In a recent case (Crowther and another v Arbuthnot Latham & Co [2018]), the High Court dealt a blow to lenders’ discretion to act in their own interests.

The Facts

The borrowers originally brought proceedings against the lender based on mis-selling allegations in relation to a number of loans, which were settled with a “Tomlin Order” under which the lender would continue a remaining loan facility of around €5.9m for five years, secured against a French property valued at around €4m with the following provision inserted:

“If, with the prior approval of the bank (such approval not to be unreasonably withheld or delayed), the property is sold, you shall immediately repay to the bank the net proceeds of sale.”

The claimants later sought consent to sell the property having received an offer, in line with valuation, of which the bank would receive €4.1m. The bank acknowledged that the offer was a fair market value, but declined to consent to the sale in the absence of additional security for the unsecured shortfall.
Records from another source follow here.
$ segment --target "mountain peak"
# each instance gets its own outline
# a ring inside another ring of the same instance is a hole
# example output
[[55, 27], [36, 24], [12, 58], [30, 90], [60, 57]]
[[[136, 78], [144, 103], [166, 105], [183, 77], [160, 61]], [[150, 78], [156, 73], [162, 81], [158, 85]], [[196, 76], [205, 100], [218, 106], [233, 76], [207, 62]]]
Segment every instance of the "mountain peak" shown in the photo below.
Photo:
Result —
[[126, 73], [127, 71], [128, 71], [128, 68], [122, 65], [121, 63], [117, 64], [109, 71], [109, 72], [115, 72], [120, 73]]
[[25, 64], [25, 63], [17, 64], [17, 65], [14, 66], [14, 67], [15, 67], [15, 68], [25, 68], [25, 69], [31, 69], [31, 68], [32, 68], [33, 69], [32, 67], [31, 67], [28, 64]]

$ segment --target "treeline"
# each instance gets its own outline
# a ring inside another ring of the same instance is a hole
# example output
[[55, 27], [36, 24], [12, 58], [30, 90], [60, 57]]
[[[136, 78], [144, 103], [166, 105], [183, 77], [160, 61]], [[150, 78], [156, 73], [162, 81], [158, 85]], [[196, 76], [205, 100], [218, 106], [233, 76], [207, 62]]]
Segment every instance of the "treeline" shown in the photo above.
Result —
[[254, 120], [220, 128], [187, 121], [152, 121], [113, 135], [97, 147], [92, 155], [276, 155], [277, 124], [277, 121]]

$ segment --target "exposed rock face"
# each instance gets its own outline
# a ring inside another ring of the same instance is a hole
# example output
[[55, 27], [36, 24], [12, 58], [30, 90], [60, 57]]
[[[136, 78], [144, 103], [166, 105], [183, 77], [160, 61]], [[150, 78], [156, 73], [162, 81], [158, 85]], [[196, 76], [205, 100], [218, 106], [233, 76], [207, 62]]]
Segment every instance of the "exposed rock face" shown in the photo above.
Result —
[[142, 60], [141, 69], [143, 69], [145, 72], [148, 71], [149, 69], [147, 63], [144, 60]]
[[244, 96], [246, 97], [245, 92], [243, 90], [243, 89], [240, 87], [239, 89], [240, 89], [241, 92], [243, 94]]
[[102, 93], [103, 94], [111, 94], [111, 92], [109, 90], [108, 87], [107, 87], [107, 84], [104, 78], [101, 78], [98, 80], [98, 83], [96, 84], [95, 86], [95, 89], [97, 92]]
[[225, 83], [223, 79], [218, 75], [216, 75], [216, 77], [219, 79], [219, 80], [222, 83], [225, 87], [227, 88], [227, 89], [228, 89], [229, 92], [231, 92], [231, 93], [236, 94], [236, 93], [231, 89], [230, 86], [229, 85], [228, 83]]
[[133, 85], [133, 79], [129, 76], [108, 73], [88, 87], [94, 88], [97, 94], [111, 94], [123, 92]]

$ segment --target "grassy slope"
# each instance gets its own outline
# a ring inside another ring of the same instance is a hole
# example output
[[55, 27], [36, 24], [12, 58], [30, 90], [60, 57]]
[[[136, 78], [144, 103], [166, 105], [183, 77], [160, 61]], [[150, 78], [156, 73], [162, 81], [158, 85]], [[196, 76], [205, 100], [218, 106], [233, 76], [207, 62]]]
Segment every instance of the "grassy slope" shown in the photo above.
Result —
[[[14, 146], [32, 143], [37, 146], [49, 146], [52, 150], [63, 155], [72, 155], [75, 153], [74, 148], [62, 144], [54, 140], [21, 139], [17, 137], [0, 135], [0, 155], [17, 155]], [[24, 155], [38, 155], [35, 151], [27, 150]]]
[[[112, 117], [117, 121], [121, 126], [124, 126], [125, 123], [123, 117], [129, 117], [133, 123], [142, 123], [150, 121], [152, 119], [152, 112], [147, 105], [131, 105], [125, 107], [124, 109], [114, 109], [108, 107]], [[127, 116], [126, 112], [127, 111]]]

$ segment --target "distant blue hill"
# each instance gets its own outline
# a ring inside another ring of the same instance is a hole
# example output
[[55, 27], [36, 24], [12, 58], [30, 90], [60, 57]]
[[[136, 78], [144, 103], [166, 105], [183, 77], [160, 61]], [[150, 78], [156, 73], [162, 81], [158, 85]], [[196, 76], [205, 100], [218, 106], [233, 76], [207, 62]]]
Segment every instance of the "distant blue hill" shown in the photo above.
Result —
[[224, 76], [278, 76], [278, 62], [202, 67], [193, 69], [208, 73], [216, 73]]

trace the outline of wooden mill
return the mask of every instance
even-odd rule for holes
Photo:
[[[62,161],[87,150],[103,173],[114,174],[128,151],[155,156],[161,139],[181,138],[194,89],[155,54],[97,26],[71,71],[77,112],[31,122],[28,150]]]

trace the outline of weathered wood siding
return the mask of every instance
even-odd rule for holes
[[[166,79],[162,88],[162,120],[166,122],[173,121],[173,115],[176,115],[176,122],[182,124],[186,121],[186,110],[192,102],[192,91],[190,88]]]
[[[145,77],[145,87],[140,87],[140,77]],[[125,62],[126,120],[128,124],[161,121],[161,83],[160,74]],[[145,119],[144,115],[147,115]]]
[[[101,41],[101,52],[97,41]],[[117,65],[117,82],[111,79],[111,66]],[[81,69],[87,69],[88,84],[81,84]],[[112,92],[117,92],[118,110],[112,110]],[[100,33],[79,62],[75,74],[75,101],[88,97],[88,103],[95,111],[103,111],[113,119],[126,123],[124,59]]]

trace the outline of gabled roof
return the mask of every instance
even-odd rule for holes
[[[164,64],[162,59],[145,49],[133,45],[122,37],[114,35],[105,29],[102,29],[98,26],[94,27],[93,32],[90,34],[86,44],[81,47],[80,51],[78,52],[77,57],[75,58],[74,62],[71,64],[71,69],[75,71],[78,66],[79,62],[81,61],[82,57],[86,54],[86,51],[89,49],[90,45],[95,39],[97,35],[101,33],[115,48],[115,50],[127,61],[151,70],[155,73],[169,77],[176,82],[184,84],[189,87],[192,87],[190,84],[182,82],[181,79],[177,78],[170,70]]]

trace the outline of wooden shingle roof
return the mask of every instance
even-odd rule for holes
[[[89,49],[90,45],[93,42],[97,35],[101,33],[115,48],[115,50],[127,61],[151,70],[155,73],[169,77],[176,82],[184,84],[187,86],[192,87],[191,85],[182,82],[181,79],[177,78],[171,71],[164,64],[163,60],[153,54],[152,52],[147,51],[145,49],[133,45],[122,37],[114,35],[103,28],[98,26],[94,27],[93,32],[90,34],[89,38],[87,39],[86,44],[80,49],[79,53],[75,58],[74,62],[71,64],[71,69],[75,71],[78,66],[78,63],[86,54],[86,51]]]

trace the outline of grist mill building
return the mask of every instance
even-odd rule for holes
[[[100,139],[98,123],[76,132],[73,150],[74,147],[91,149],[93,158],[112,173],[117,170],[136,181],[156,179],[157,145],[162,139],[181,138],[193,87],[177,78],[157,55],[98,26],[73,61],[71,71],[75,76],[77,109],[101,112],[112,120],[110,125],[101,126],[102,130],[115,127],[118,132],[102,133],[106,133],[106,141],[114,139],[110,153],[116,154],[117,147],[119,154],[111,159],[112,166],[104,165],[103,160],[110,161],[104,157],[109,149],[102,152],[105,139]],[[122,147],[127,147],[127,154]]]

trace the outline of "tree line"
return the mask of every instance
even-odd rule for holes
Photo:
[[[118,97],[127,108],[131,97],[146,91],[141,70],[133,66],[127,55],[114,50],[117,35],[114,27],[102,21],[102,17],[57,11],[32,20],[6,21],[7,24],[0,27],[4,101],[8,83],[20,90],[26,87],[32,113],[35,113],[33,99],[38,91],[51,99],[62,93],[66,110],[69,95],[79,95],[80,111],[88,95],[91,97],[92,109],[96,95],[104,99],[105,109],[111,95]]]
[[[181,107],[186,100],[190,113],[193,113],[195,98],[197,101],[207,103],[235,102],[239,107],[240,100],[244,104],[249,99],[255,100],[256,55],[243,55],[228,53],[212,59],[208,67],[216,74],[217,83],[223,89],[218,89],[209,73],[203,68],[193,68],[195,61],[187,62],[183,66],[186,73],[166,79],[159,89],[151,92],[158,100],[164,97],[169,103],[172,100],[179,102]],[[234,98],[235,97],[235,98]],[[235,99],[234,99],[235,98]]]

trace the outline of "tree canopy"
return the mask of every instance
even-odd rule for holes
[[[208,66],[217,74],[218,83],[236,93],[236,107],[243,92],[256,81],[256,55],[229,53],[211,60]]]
The sale was lost and the claimants again brought proceedings, arguing that the only relevant basis to deny consent was whether the sale was for fair market value.

The Decision

The test applied was one of objective reasonableness (Mount Eden Land Ltd [1997]). The High Court noted that the Bank had known of the shortfall in the value of the security when it agreed to the Tomlin order and that creditors do not normally object to the sale of a secured property so long as the sale is not for an undervalue and where the proceeds are used to discharge the debt. The bank’s desire for additional security was commercially understandable but was secondary to the wording and purpose of the provision in dispute. In seeking to impose additional conditions at the time of granting consent rather than when negotiating the term, the lender had sought to improve its own position unreasonably.

Therefore, the lender was in breach of the requirement not to withhold consent unreasonably.


Although this was an unusual case where the lender was not fully secured (and the lender’s knowledge of this was a key fact of the case), it still indicates that the common wording that a qualified clause relating to consents “not to be unreasonably withheld or delayed” or variations thereof may not always provide lenders with the decision-making discretion they have normally expected. Banks can expect to have their decisions not to consent contested unless they can clearly show that a denial is based on a very good reason within the meaning of the clauses as drafted.

Careful drafting and consideration of future circumstances can avoid this problem, as if the lender in the case had specified additional security to cover the shortfall at time of negotiation of the Tomlin order, such a provision would not have been unreasonable.

Please note that this information is provided for general knowledge only and therefore specific advice should be sought for individual cases.